だが、これはけっきょくギリシャポルトガルなどの「ジャンク国債」を欧州中央銀行が引き受けるということで、実質的にはユーロの切り下げだろう。だいたい、ギリシャでは今にも大規模なデモが始まりそうな気配なわけで(最終的には内戦になると私は見ている)、ジャンク国債は最初からジャンクであることがはっきりしているのである。
そこまでを読みきったせいか、ダウの反応は今一つぱっとしない。朝がたに400ドル近く上昇したものの、その後一日中横ばいが続き、けっきょく最終的には前日(先週)比で404.7ドル、3.90%上昇の10785ドルで落ち着いている。全般的な不安に取りつかれているという私の読みは、正しいようだ。まあ、明日になればすべては明らかになるのだろうが。
原油価格も上げたが、微増にとどまったようである。全般的な低落局面の中で破局がとりあえず回避されたということか。

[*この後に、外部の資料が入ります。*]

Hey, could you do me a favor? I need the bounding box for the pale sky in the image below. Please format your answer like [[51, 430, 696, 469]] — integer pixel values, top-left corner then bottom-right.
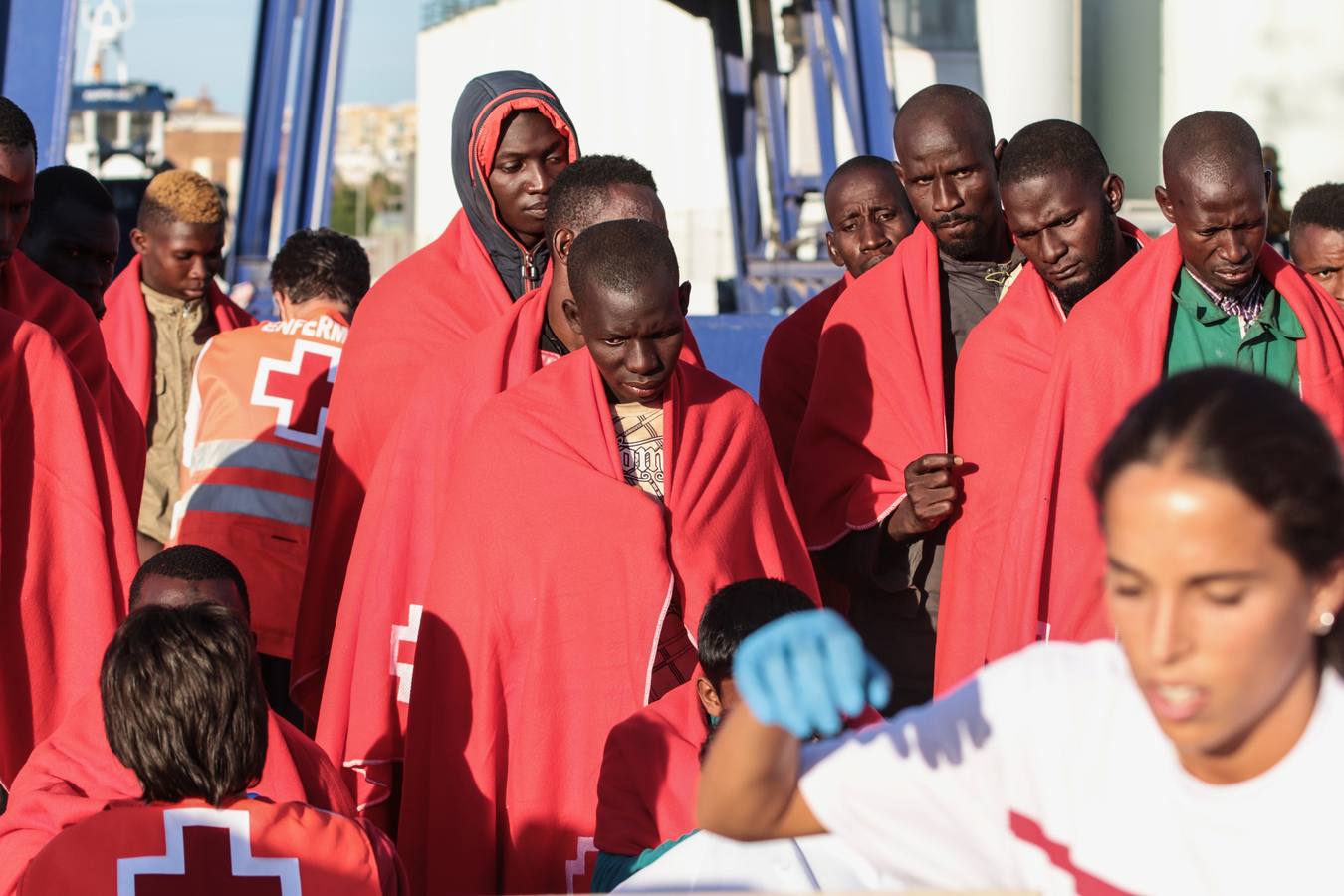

日本では面白いのは、やはり政治である。「ルース米大使が小沢一郎に会った」「小沢一郎が鳩山総理を叱った」などという記事がちらほらと見受けられるのだが、
(1)もしも鳩山の迷走が彼の独断によるものであれば、小沢が何を言っても無駄である。
(2)安保関連の決定は重要なものだから、主要閣僚と党三役で事前にどう行動するかを決めているはずである。
この2点が誰の念頭からも欠け落ちているように思われる。小沢といい、鳩山といい、キャラの問題が誇張されていて、政治家として誰も語らなくなっているようだ。そして、そうしたマスコミ発のノイズが乱反射して、誰も冷静に考えられなくなっている。事態は、
(1)完全な混乱状態で、誰に何を言っても無駄
であるか、
(2)予定通りの混乱状態で、誰に何を言っても変わらない
でしかないではないか。
だがまあ、この調子で小沢待望論と小沢怪物論に終始するのだろうな、マスコミの論調は。

そうそう。日本でもう一つ重要なのが、中国人観光客へのビザ発給条件の緩和である。今のところは富裕層(年収330万円兆)に限定されているのを、年収4、50万円クラスにまで広げるのだとか。すると、ビザの発給資格を持つことになる中国人は4億人まで広がるということである。
中国人富裕層の需要で日本各地の景気が維持されているという報道は、確かにけっこう出ているのだが、この決断は変だと思う。景気を支えられるほどの消費力があるのは、やって来るのが富裕層だからで、すそ野をいくら広げても所得と資産が下がっていくだけだから、日本の景気にはあまり関係がないではないか。
これはむしろ、非合法な低賃金労働を呼び寄せる政策ではないのかと勘繰りたくなる。というか、そのような結果しか想像できない。年収40万円の中国人の目に、一人頭GDPが300万円の日本が、どう映ることか。これは日本が好きとか嫌いという話ではない。観光ビザでやって来て、有効期間(一月か、二週間か?)の間、働いただけで、半年分の収入が稼げてしまうのである。いや、十分に信頼できる保護組織(つまりはマフィア)がついているのであれば、そのまま不法滞在に切り替えるだろう。4億人の1%が動いただけで、日本の労働力不足は解消されてしまう。
しかし、それで数年して巨大な、それこそかつての香港の九龍城みたいなスラムが発生した − つまりは、今回の改革が失敗だと判明した段階で、中国に「ビザの発給条件を再度厳格化したいです」とか言うのだろうか?
ともあれ、現在の安保迷走と同じくらい重要な変化が起きたことは確実である。外国人参政権とか、どのみち国会を通過しない法案で大騒ぎしている場合ではないよ。